Ayrıca kendimizin en iyi versiyonları olma fırsatı da verildi. Bir bakıma, üniversitenin küçük bir ilk haftası gibi hissettim - bizi zaten tanıyan insanların beklenti ve varsayımlarından arınmış, yeni bir başlangıç ​​şansı. Benim durumumda, okyanusa gitmekte her zaman biraz tereddüt eden kişi olmak zorunda değildim (bir başka neden de deniz yolculuğunun benim için büyük bir sıçrama olmasıydı). Herkes gibi suda başka bir balık olan bir yanımı denemeliyim, lanet olsun denizanası.

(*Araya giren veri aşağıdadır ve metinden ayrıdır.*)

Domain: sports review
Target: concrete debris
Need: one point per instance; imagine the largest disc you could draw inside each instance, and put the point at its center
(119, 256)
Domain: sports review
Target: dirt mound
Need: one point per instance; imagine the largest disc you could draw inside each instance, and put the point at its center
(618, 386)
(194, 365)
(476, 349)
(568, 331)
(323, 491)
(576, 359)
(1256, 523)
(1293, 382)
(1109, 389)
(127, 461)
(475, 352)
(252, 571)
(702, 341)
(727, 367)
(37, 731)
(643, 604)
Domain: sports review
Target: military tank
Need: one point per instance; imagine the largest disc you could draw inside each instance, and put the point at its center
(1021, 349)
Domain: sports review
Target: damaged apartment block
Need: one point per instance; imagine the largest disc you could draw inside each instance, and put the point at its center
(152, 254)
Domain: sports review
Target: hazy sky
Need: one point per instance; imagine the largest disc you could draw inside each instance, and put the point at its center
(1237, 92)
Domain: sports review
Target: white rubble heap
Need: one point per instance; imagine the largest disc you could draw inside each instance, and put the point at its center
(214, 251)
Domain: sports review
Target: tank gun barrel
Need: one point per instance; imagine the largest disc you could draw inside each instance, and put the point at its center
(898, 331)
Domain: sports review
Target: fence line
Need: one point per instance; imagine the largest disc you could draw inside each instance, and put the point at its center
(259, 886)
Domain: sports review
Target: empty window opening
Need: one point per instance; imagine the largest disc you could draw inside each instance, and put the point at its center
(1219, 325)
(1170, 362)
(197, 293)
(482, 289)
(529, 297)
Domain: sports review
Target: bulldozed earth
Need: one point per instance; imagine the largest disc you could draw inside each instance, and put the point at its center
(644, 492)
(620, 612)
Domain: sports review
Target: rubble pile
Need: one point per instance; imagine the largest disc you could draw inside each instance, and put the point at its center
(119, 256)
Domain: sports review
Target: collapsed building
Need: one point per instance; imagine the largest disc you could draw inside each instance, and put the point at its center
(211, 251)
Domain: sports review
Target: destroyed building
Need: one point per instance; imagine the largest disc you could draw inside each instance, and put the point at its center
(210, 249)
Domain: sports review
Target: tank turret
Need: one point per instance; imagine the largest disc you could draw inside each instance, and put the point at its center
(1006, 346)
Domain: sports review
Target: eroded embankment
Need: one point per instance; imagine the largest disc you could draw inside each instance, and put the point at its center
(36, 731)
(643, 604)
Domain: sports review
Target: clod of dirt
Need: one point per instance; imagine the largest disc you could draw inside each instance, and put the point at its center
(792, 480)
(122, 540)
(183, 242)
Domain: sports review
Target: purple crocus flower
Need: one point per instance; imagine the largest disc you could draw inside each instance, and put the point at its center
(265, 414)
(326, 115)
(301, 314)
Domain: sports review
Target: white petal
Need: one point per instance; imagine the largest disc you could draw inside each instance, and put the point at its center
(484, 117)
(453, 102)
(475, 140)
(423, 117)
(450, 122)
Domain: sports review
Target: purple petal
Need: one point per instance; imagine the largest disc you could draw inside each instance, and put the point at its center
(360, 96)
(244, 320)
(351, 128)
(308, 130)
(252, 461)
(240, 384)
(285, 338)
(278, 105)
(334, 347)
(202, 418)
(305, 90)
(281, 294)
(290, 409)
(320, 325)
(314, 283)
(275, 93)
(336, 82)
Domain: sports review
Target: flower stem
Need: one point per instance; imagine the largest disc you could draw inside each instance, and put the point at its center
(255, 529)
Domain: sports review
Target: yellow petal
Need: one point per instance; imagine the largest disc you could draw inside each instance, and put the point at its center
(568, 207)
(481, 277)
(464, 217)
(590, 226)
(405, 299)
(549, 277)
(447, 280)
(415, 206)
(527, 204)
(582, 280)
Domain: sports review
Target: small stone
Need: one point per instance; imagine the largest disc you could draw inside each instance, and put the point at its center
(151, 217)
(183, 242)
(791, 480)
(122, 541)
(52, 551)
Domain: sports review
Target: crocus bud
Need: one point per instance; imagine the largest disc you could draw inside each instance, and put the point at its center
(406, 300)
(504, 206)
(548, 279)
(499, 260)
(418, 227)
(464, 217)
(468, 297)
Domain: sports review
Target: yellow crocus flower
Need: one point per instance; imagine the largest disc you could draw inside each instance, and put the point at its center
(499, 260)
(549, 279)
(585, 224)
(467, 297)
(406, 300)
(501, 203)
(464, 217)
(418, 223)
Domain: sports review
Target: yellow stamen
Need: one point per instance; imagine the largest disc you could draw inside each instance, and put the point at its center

Varışta her birimiz boş bir sayfa taşıdığımız için, yolculuktaki herkes en iyi davranışlarını sergiledi ve en iyi adımlarını atmaya hevesliydi. Arkadaşlarımın, güvertenin altında ranza ve 50 metrelik bir yelkenlide tek bir banyoyu paylaşan beş kişilik grubumuz kadar birbirlerine karşı nazik olacağından pek emin değilim. Tabii artık gemi arkadaşlarımı da arkadaş olarak görmekten mutluluk duyuyorum.

Yakınlık, tabiri caizse grubumuzu yakınlaştırdı, ancak paylaştığımız maceralar, aramızda gerçekten kalıcı bağlar oluşturdu. Dergide yayınlanan bir araştırma TARAMA gösterdi paylaşılan deneyimlerin yakın bağlantıları geliştirdiğini ve bazı yönlerden neden olduğu açık - üniversite arkadaşlarınızla ne kadar çok anınızı paylaştığınızı bir kez daha düşünün. Benzer şekilde, deneyimlere ve olaylara verilen duygusal tepkiler, onları başkalarıyla paylaştığımızda artar. Yani ister Eski Şehir'i keşfediyor, ister Paris Hilton'un bir DJ rezidansına ev sahipliği yaptığı Amnesia'da bir kamera hücresi yapıyor olsak da, sadece birbirimize eşlik ederek zevklerimiz arttı.

Seyahat etmek, ister yabancı bir kültürü keşfetmek olsun, ister bir TripAdvisor incelemesine inancımız olsun ya da bazıları için uçağa binmek olsun, genellikle konfor alanlarımızdan çıkmak anlamına gelir. Bir grup yabancıyla dünyanın öbür ucunda bir yolculuğa çıkmak tamamen benim dışımdaydı. Ayrıca, kısmen yol boyunca yaptığım bağlantılar sayesinde asla unutamayacağım bir haftaydı.